As a parent, you expect your child to have the best quality education your chosen school or setting can offer. You play an important role in helping to make that happen. By sharing your knowledge of your child’s abilities, strengths and needs with the school, you become a partner in their education. Your belief that your child will learn and progress at school can also inspire others with the same confidence.
How can I build a good relationship with the school?
Working in partnership with the staff at your child’s school is just like building any other relationship. It’s about good communication, mutual respect and empathy.
Think about which school staff can support your child, and build your relationships with them. Get to know your child’s classroom teacher or homeroom teacher at secondary school, the year level coordinator, the integration or welfare coordinator and others who can help your child.
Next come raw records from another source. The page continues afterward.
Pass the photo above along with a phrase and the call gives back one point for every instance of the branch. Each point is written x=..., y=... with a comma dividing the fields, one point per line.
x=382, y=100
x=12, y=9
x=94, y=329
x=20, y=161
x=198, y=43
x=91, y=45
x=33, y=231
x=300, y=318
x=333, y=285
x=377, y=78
Check in with them regularly, be supportive of their work, share information and ideas, get involved at school, and use every opportunity you can to stay in touch. This might include using a communication book, emails and parent-teacher meetings, school events and assemblies.
It’s worth putting in the time and energy to build these relationships when things are going well. Having a positive relationship with your child’s school can help if any problems arise.
Good communication between parents and schools is an essential part of working together. There are many ways to communicate with your child’s school. This can include formal meetings, parent-teacher interviews and a communication book as well as quick chats and email conversations. Find out what type of communication suits you both.
Being part of the school community
Families are important and valued members of the school community. When children and young people feel part of the school community they learn better. As well as learning new skills, a positive school experience also means being included, making friends and having a sense of belonging.
There are many ways to get involved at your child’s school such as helping in the classroom, going on excursions, joining committees and other activities. Not all parents are able to help out but for those who can, it’s another way to build a positive relationship with the school.
Getting involved at school can also help you to feel more included and able to make friends with other families that can help you support your child.